Could it be said that Rebus is trying to make sense in a general way of the world around him, or is he seeking answers to the ‘big questions’? And is it relevant therefore that he is a believer in God and comes from a Scottis
h Presbyterian background? Would Rebus see confession in both the religious and the criminal sense as similar in any way?
How does Ian Rankin explore notions of Edinburgh as a character in its own right? In what way does he contrast the glossy public and seedy private faces of the city with the public and private faces of those Rebus meets? How does Ian Rankin use musical sources - the Elvis references in The Black Book, for instance, or the Rolling Stones allusions in Let It Bleed - as a means of character development through the series? What does Rebus’s own taste in music and books say about him as a person?
What do you think about Rebus as a character? If you have read several or more novels from the series, discuss how his character is developed.

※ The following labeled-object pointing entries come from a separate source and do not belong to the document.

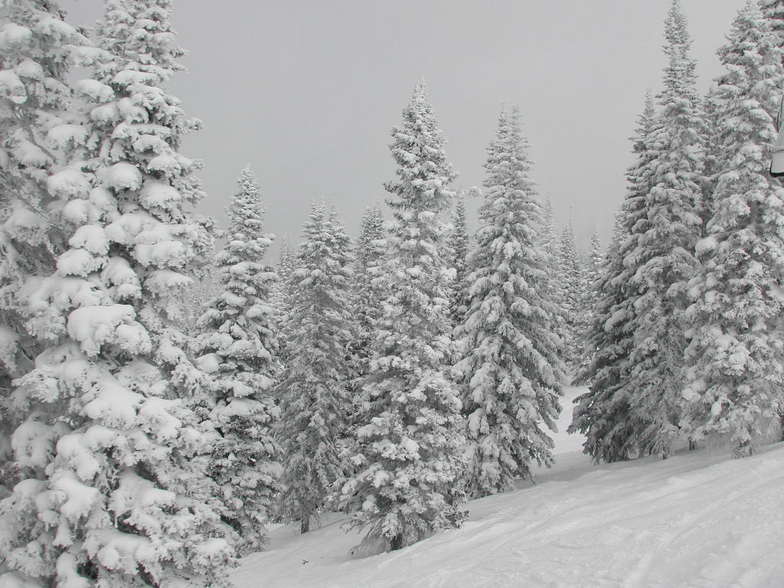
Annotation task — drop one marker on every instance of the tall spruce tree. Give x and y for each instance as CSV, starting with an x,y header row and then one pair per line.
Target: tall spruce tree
x,y
605,413
736,355
570,286
511,369
313,393
774,11
238,348
38,130
369,258
409,438
589,300
458,244
112,462
664,252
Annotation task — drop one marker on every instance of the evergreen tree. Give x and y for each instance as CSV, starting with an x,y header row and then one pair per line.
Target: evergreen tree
x,y
774,11
313,393
570,287
458,244
238,347
511,369
604,414
409,438
664,252
112,462
367,279
37,133
589,299
548,239
736,355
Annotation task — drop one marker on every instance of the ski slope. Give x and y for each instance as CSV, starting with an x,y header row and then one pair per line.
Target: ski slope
x,y
697,519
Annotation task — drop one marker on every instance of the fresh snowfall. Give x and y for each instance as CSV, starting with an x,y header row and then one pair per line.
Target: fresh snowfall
x,y
458,395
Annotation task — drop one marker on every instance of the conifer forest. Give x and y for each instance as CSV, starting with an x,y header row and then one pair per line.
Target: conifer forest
x,y
463,392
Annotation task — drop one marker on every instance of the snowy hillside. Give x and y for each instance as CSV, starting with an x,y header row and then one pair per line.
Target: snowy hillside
x,y
696,519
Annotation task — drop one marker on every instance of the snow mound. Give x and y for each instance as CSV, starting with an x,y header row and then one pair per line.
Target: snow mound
x,y
697,519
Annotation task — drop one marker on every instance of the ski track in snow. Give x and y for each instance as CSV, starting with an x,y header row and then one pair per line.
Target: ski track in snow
x,y
698,519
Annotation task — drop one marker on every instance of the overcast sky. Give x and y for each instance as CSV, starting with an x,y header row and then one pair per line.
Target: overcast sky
x,y
307,91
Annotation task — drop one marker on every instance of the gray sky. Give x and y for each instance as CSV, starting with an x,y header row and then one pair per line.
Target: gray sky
x,y
307,91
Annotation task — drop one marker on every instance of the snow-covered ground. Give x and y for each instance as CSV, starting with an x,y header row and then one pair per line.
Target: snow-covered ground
x,y
696,519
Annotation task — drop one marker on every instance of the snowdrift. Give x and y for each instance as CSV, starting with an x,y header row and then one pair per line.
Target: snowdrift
x,y
696,519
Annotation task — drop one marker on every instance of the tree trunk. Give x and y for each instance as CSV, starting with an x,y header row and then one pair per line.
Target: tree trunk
x,y
397,542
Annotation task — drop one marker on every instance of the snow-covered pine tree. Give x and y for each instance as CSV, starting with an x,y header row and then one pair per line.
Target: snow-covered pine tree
x,y
589,298
238,348
113,490
410,439
736,354
604,414
548,238
774,10
570,286
284,269
368,291
457,246
664,253
313,393
37,130
510,369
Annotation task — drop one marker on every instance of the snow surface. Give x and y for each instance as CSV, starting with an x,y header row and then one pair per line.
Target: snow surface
x,y
696,519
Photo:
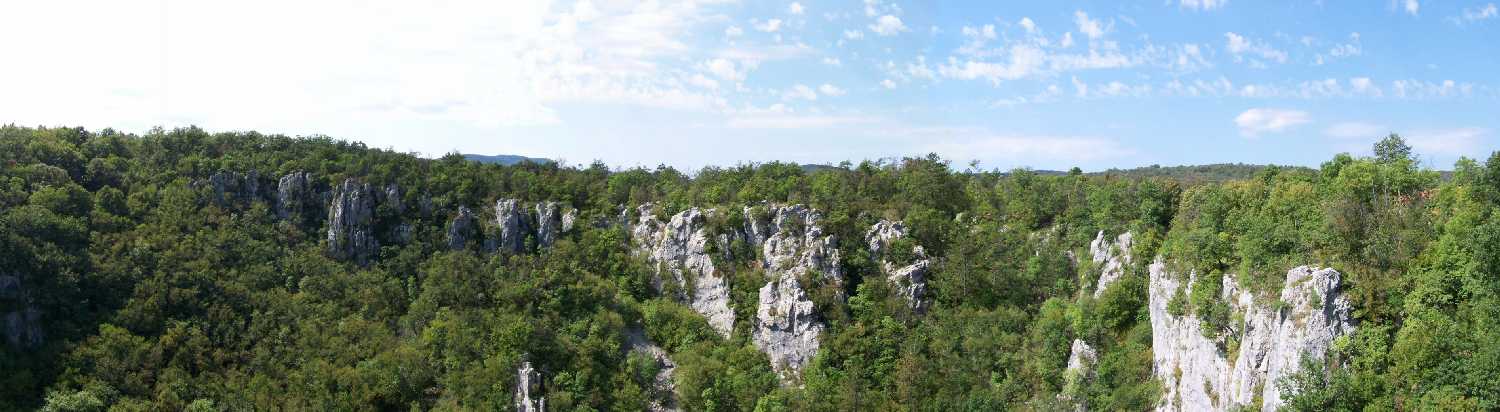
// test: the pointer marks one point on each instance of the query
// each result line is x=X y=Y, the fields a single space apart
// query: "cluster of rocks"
x=528 y=390
x=908 y=277
x=791 y=246
x=1196 y=370
x=20 y=315
x=1112 y=256
x=663 y=391
x=515 y=223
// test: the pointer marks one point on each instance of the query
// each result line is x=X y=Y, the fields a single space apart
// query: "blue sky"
x=1041 y=84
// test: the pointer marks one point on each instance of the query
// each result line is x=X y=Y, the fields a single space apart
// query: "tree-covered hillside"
x=242 y=271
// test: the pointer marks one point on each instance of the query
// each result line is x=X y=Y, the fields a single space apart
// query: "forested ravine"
x=188 y=270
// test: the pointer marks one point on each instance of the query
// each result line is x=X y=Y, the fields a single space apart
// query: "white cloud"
x=1023 y=60
x=1464 y=141
x=770 y=26
x=1269 y=120
x=1028 y=24
x=1019 y=150
x=782 y=117
x=1365 y=86
x=1203 y=5
x=1241 y=45
x=725 y=69
x=1355 y=131
x=1479 y=14
x=1091 y=27
x=888 y=26
x=800 y=92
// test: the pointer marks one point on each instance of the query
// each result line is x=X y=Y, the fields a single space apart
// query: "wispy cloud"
x=1269 y=120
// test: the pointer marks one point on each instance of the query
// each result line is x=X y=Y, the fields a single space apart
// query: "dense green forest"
x=168 y=271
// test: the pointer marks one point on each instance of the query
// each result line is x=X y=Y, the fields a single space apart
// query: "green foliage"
x=156 y=295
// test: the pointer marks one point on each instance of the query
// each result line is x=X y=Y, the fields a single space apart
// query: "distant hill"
x=1199 y=173
x=506 y=159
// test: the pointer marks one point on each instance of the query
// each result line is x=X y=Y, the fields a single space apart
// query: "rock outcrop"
x=233 y=188
x=513 y=225
x=1196 y=372
x=21 y=318
x=462 y=229
x=528 y=390
x=549 y=223
x=680 y=247
x=794 y=247
x=663 y=391
x=1080 y=370
x=1112 y=258
x=909 y=279
x=791 y=247
x=294 y=197
x=351 y=214
x=786 y=328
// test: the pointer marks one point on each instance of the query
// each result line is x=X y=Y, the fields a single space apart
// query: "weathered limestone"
x=680 y=247
x=663 y=391
x=786 y=328
x=549 y=223
x=513 y=225
x=23 y=324
x=528 y=390
x=351 y=222
x=1080 y=369
x=1196 y=372
x=1112 y=256
x=909 y=279
x=794 y=246
x=233 y=188
x=462 y=229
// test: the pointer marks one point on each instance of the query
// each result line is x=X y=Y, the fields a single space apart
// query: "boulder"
x=1112 y=256
x=513 y=225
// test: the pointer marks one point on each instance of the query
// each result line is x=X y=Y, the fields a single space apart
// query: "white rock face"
x=21 y=325
x=1197 y=375
x=1113 y=256
x=294 y=195
x=681 y=249
x=786 y=328
x=663 y=391
x=909 y=280
x=351 y=220
x=462 y=229
x=528 y=390
x=1080 y=369
x=794 y=244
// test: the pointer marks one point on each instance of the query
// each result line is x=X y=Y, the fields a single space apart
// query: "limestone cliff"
x=909 y=279
x=1196 y=370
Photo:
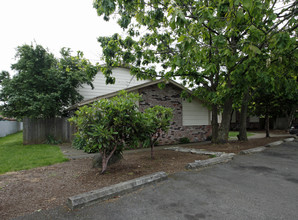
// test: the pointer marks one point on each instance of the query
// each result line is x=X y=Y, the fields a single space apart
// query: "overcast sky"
x=53 y=24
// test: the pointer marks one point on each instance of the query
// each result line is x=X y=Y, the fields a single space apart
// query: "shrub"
x=109 y=125
x=52 y=140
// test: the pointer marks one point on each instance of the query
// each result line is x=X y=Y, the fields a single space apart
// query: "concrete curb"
x=253 y=150
x=276 y=143
x=108 y=192
x=205 y=163
x=260 y=149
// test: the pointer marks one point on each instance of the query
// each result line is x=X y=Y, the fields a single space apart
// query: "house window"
x=194 y=113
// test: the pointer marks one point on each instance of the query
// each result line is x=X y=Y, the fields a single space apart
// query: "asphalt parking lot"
x=257 y=186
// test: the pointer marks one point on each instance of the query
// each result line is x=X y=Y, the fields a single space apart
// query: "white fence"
x=10 y=127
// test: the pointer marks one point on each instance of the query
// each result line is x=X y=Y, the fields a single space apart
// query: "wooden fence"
x=36 y=131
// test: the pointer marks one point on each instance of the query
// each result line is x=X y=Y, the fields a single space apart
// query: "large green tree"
x=212 y=44
x=43 y=85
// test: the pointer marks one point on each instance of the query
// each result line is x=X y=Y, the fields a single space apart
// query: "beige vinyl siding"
x=194 y=113
x=123 y=80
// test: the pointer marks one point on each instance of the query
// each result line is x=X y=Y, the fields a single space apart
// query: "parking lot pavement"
x=258 y=186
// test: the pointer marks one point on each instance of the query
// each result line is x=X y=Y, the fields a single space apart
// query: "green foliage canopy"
x=43 y=86
x=214 y=45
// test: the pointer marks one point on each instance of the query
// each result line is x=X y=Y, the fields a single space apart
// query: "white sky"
x=53 y=24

If Rebus has a problem with notions of ‘pecking order’ and the idea of authority generally, what does it say about him that he chose careers in hierarchical institutions such as the Army and then the police?
How does Rebus relate to women: as lovers, flirtations, family members and colleagues?

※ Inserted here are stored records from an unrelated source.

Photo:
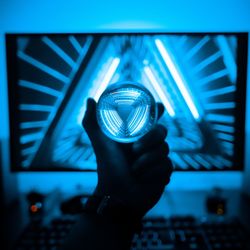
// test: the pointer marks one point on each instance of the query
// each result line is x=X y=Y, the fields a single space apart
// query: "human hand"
x=134 y=173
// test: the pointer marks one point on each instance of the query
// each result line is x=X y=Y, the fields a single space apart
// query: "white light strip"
x=179 y=81
x=108 y=76
x=159 y=91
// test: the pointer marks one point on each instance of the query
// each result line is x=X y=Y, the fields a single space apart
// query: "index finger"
x=152 y=139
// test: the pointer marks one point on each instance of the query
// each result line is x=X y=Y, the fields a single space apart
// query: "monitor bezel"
x=242 y=53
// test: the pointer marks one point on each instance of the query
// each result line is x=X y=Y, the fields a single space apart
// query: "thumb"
x=104 y=147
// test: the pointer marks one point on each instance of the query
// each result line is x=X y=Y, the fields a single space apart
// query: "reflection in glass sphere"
x=126 y=111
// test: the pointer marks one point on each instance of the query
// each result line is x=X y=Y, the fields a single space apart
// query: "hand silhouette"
x=134 y=173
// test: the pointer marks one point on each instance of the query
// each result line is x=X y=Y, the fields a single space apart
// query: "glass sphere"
x=126 y=111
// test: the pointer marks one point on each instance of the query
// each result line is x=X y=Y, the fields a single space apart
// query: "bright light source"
x=108 y=76
x=159 y=91
x=104 y=83
x=176 y=76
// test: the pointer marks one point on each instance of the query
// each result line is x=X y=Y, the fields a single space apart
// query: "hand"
x=134 y=173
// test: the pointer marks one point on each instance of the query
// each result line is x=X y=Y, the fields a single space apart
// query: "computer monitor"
x=200 y=78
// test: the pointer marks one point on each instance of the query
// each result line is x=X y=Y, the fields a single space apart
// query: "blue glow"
x=108 y=76
x=43 y=67
x=36 y=107
x=37 y=124
x=40 y=87
x=126 y=111
x=214 y=76
x=196 y=48
x=220 y=118
x=228 y=57
x=226 y=137
x=159 y=91
x=117 y=58
x=224 y=128
x=177 y=78
x=31 y=137
x=75 y=43
x=220 y=91
x=222 y=105
x=206 y=62
x=59 y=51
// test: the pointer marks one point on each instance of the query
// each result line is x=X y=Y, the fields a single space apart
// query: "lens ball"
x=126 y=111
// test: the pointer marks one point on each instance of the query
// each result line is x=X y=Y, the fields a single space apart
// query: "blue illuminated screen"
x=193 y=75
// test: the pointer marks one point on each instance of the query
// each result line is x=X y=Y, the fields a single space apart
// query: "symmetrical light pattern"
x=193 y=75
x=126 y=111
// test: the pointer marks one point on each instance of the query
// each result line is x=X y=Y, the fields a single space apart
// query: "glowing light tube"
x=108 y=76
x=159 y=91
x=178 y=79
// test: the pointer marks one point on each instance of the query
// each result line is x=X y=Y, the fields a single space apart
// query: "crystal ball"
x=126 y=111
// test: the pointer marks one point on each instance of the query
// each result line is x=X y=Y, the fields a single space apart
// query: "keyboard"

Do the flashes of gallows humour as often shown by the pathologists but sometimes also in Rebus’s own comments increase or dissipate narrative tension? Does Rebus use black comedy for the same reasons the pathologists do?
Do Rebus’s personal vulnerabilities make him understanding of the frailties of others?
How does the characterisation of Rebus compare to other long-standing popular detectives from British authors such as Holmes, Poirot, Morse or Dalgleish? And are there more similarities or differences between them?